As a sidenote, for a while it has seemed to me that there should be an easier to remember designation between RAM and storage. Something that parallels the human mind, for example teaching people that RAM is short-term memory, used to help your thoughts move along quicker, and storage is long-term memory, which is used for recalling childhood memories and the like. But, those terms, even if broken into TLA's (STM, LTM) don't quite roll off the tongue, and we'd be stuck with "memory" all over again. Nevermind.

Date: 2008-02-05 03:37 pm (UTC)
From: [identity profile] ghostdandp.livejournal.com
I used to use the mind and a filing cabinet

RAM is your active mind. It's where your thoughts go, it's got limited space, but if you can remember something off the top of your head it's easier than looking it up and a heck of a lot easier to manipulate than writing down, erasing, writing down, erasing
.
Hard Drive is like a file cabinet. You can store everything there, and read it to put it into your memory. It takes a while, but you can store a lot more information in there in a lot more detail than you can in your mind.

Date: 2008-02-05 05:03 pm (UTC)
From: [identity profile] kenbrody.livejournal.com
And, if I were to power you down, the contents of your RAM would be lost, while the file cabinet information would still remain.

Date: 2008-02-05 05:31 pm (UTC)
From: [identity profile] ghostdandp.livejournal.com
LOL. that's very true. I never thought about it. I'll have to add it :)

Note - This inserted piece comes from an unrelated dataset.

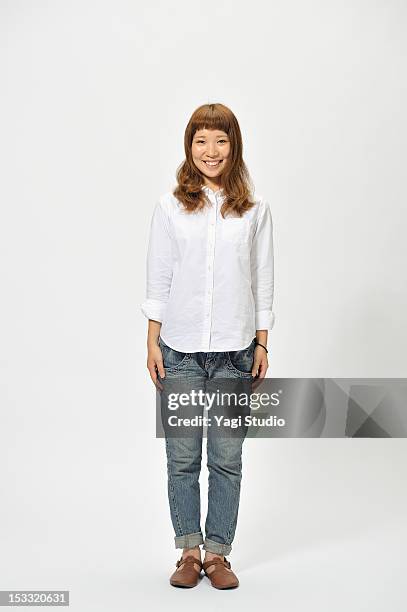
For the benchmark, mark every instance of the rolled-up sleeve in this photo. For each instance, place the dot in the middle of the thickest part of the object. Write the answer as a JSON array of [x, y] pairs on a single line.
[[262, 269], [159, 266]]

Date: 2008-02-06 03:45 am (UTC)
From: [identity profile] rorted.livejournal.com
users asking for "more memory" in their machines when they mean "a bigger disk"

Exactly, they mean "more memory". A hard disk is non-volatile memory (http://en.wikipedia.org/wiki/Non-volatile).

Sure in colloquial techie use memory is a synonym for RAM, but in other contexts (like computer science) it covers both forms. Users don't need to understand this dichotomy. Let's face it, if all users spoke tech many of us would be without jobs.

If they want to call non-volatile storage memory - and the VP of iPod marketing says they do - I say let them call it memory.

Date: 2008-02-06 09:19 am (UTC)
From: [identity profile] rorted.livejournal.com
No, your point was that users' definition of the word "memory" is wrong, that they're confused, and that Apple is partly to blame for this confusion. Not so.